Developed by the British Plastics Federation (BPF), in conjunction with the CTPA and Food and Drink Federation (FDF), the Recycled Content Used in Plastic Packaging Applications guidelines provided answers on how to measure recycled content and highlighted “important regulatory and technical considerations” when incorporating recycled materials into final packaging, the CTPA said.
Current regulations and technical constraints meant it remained impossible to incorporate recycled materials into many types of plastic packaging, largely due to rigorous safety requirements in place to protect human health. Whilst the guidance had been developed as a tool for industry, it also aimed to help policymakers better understand the sector-specific issues,” the trio of industry federations behind it said.
Unlocking sustainable innovation
Christine Lawson, sustainability and technical affairs manager at CTPA, said the guidance was particularly important for a “fast-moving and incredibly innovative” cosmetics and personal care sector.
“It will inform and help companies build-in decisions from the early stages of product development to create the most sustainable ways of presenting products with minimum environmental impact and enhancing circularity of resources,” Lawson said.
Packaging and recyclability of a product played a “vital part in consumer choice”, she said, and so the guidance was particularly timely.
Barry Turner, plastics and flexible packaging group director at the BPF, said the work aimed to ultimately assist industry in maximising use of recycled content and bring businesses closer to target circular economy models.
“The inclusion of recycled materials in packaging can have environmental benefits of resource efficiency and carbon savings,” Turner said.
Just last month, the European Commission adopted its latest Circular Economy Action Plan for Europe – part of its wider European Green Deal published late last year.
Debunking regulation and measuring recycled materials
All cosmetic products manufactured and supplied in the UK and across the EU were governed by the Cosmetics Regulation (EC) No. 1223/2009 and its amendments.

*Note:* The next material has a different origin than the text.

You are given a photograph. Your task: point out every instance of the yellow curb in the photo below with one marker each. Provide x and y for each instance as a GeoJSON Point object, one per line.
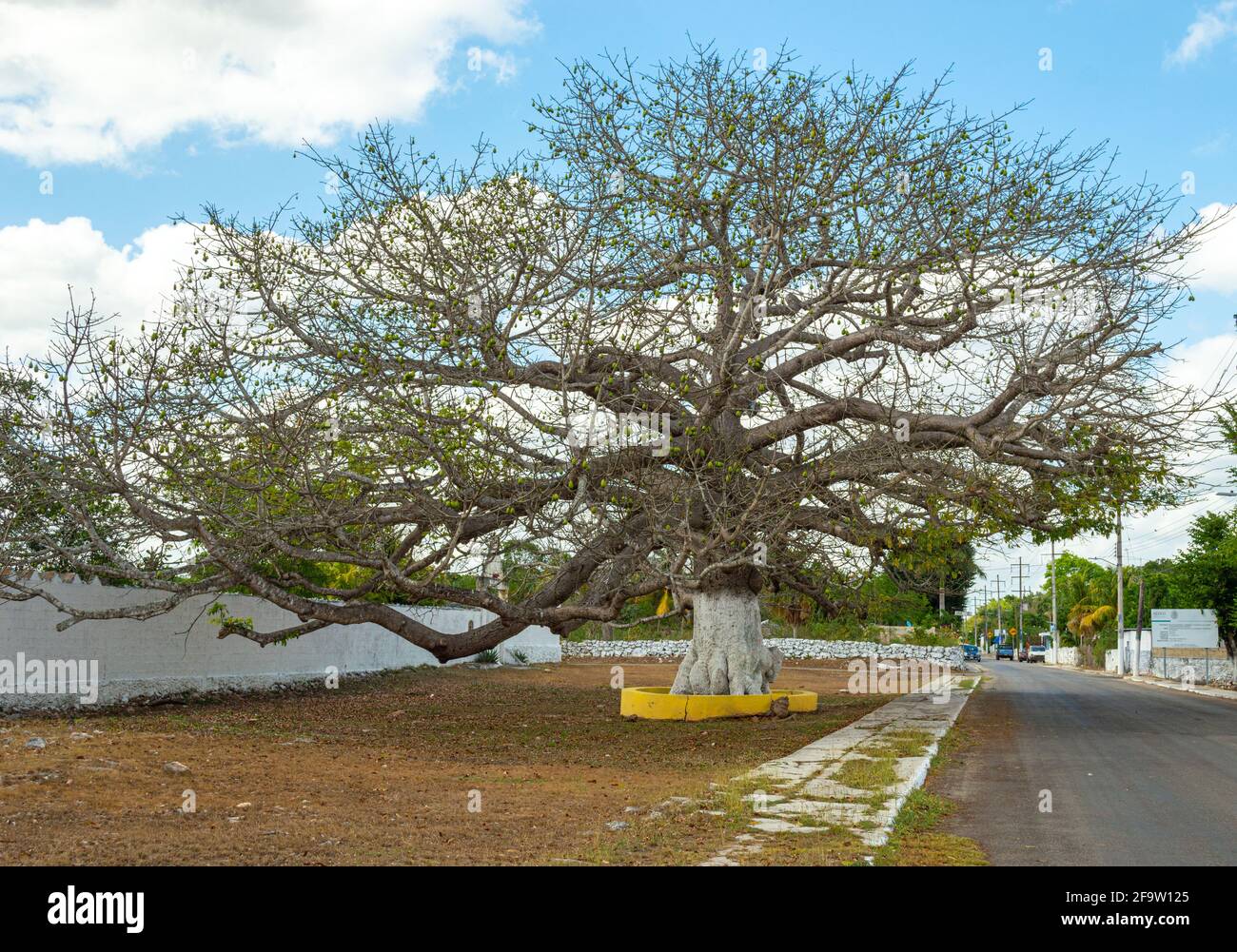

The guidance document acknowledged that whilst there were “no specific regulations governing the inclusion of recycled content in cosmetic products”, this Regulation implied that packaging purity and stability had to exist to ensure the safety of final products. There were also other EC regulations in place that had to be considered when working with recycled materials in packaging, including the REACH Regulation and EC Directive on Packaging and Packaging Waste, among others, it said.
In terms of measuring recycled content, the guidance said there was “no widely agreed method” but suggested “the only practical way” was to measure and audit a business on a mass balance basis, according to polymer type across individual sites rather than individual SKUs.
Mass Balance, as per the Ellen MacArthur definition, was “a consideration of the input, output, and distribution of a substance between streams in a process or stage” it said.
Plastic promises in a ‘new era of transparency’
A wealth of beauty and personal care brands worldwide had already made extensive plastic reduction pledges, with many opting to slash virgin plastic use and incorporate recycled materials or alternatives like paperboard.
Unilever, for example, last year pledged to halve virgin plastic use across its entire portfolio by 2025, either cutting use completely or using alternatives like cardboard, bamboo and recycled materials. The Body Shop also planned to replace all recycled PET with Fair Trade plastic within three years.
Conversation on sustainable packaging development in cosmetics and personal care was high up on the agenda at last year’s ADF/PCD Paris event too, with a plethora of talks focused on the issue.
In one session, Aude Charbonneaux, sustainability manager at packaging specialist Albéa Group, talked about how improving packaging circularity had to be done responsibly and collectively. “We are in a new era of transparency. So, everything we do – all the decisions we make, all the providers we work with – all of this is under the spotlight,” Charbonneaux told attendees.
Industry, she said, had to aim for circularity but the future also required better lifecycle analysis and recycling capabilities.
Bioplastics innovation 'poorly covered' in cosmetics
A recent report from Clarivate Analytics on bioplastics innovation – scanning global patent filings across food, drink and cosmetics – concluded bioplastics innovation in cosmetics was “particularly poorly covered”. Findings showed patents specifically for cosmetics to be significantly behind food and drink innovations.
Ed White, head of analytics at Clarivate and co-author of the report, told CosmeticsDesign-Europe this was somewhat surprising because of strong consumer pressure around sustainability.